Una mamma 27enne americana ha confessato di recente ai magistrati di avere assistito, senza muovere un dito, all'agonia e alla morte della sua bambina di 5 anni, che aveva in precedenza ingerito della droga che la donna teneva in casa. La piccola Sophia Larson è infatti deceduta, nel dicembre 2019, per avere ingerito per errore delle metanfetamine che la madre incriminata, Stephanie Alvarado, possedeva nella propria abitazione in Colorado. L'imputata ha ultimamente ammesso la propria responsabilità della tragica sorte della figlia, nel corso del processo avviato contro la prima dal tribunale locale di Glenwood Springs.
In base alle ricostruzioni del dramma fatte dagli inquirenti, dalle emittenti Usa e dalla stessa imputata, l'incidente sarebbe avvenuto mentre la 27enne si trovava in casa sua insieme alla bambina e a degli amici della prima. In quella casa, gli adulti stavano allora producendo dei cristalli di metanfetamina e di eroina. Il padre della piccola Sophia, Alec Larson, non era invece presente in casa in quel momento e, di conseguenza, non è stato minimamente toccato dall'inchiesta partita all'indomani del decesso della minorenne.
Mentre la madre e i suoi amici stavano appunto maneggiando droghe sintetiche, sarebbe quindi avvenuta la tragedia: la bimba avrebbe bevuto una bottiglia con dentro della droga liquida, pensando fosse della normale acqua.
Accortasi di quanto appena accaduto alla figlia, la 27enne, in preda alla massima preoccupazione, decideva di chiedere consiglio sul da farsi a due suoi cugini, Betha Karina Ceballos-Romo e Daniel Alvarado.
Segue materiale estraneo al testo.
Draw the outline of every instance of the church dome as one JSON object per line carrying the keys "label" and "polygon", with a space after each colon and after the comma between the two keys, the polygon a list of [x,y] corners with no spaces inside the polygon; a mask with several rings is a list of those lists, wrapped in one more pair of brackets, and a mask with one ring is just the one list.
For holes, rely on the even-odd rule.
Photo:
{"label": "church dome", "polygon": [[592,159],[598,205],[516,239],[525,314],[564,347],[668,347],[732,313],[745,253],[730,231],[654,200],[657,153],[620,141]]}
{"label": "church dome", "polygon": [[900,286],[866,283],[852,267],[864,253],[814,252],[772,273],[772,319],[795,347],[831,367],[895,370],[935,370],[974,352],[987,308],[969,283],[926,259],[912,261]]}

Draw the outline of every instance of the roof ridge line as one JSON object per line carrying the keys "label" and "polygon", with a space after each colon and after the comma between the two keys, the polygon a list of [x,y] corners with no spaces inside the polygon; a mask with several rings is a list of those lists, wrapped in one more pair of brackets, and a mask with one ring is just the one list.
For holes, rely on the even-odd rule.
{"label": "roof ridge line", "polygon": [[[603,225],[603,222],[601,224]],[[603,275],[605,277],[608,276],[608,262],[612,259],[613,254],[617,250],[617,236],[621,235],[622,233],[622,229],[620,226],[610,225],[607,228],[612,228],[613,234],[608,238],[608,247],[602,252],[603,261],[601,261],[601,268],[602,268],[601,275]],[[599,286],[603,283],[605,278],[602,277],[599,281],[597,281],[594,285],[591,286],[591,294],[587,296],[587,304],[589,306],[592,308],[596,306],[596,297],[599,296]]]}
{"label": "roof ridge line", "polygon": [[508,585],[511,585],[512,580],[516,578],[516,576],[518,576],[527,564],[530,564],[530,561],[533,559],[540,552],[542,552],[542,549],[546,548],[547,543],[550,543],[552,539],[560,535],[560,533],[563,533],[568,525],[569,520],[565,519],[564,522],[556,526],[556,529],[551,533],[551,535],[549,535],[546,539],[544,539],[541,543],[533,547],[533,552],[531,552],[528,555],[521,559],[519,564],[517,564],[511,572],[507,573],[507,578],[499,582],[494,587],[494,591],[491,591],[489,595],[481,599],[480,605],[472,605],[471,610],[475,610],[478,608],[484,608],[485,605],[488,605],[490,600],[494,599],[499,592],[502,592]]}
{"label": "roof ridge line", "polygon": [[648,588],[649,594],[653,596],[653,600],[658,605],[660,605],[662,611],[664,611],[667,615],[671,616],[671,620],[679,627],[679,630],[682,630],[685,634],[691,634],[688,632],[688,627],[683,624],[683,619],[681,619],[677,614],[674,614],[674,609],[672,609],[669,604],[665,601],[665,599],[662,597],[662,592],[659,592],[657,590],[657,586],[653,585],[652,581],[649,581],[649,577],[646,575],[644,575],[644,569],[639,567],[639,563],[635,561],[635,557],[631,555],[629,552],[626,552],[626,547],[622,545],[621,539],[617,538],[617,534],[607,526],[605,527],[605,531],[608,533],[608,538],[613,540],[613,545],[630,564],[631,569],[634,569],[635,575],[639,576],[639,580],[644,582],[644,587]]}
I parenti citati l'avrebbero allora invitata a non preoccuparsi, affermando di avere visto in precedenza tanti altri bambini ingerire metanfetamina e che tutti questi non avevano mai avuto problemi di salute.
Fidandosi delle rassicurazioni dei cugini, nonché preoccupata per il fatto che una sua eventuale chiamata alla polizia avrebbe determinato la scoperta del proprio laboratorio di droghe casalingo e il proprio conseguente arresto, mamma Stephanie non avrebbe chiamato alcun soccorso per la bimba.
Secondo quanto ammesso di recente in tribunale dalla 27enne, lei si sarebbe allora seduta a guardare, senza battere ciglio, come la bambina soffriva in casa per gli effetti della droga sul suo corpicino.
Davanti agli occhi della mamma, la minorenne ha così passato 4 ore di agonia, in cui lamentava forti dolori allo stomaco e allucinazioni. Dopo tale lasso di tempo fatto di dolori strazianti, la malcapitata è morta a causa di un arresto cardiaco.
In seguito al decesso di Sophia sono scattate le incriminazioni, promosse dai magistrati di Glenwood Springs, a carico della 27enne e dei suoi due cugini che avevano banalizzato la tragedia che stava vivendo la bimba.
Nel dettaglio, Stephanie risulta indagata, in merito al decesso della minore, per omicidio, nonché per maltrattamenti in famiglia, dato che, subito dopo la morte della figlia, aveva preso ad aggredire il marito, che era immediatamente giunto sul luogo dell'incidente.
Per il primo capo d'imputazione, l'imputata rischia fino a 48 anni di carcere, a cui potrebbero aggiungersi altri sei anni, derivanti da un'eventuale condanna per il secondo reato contestatole.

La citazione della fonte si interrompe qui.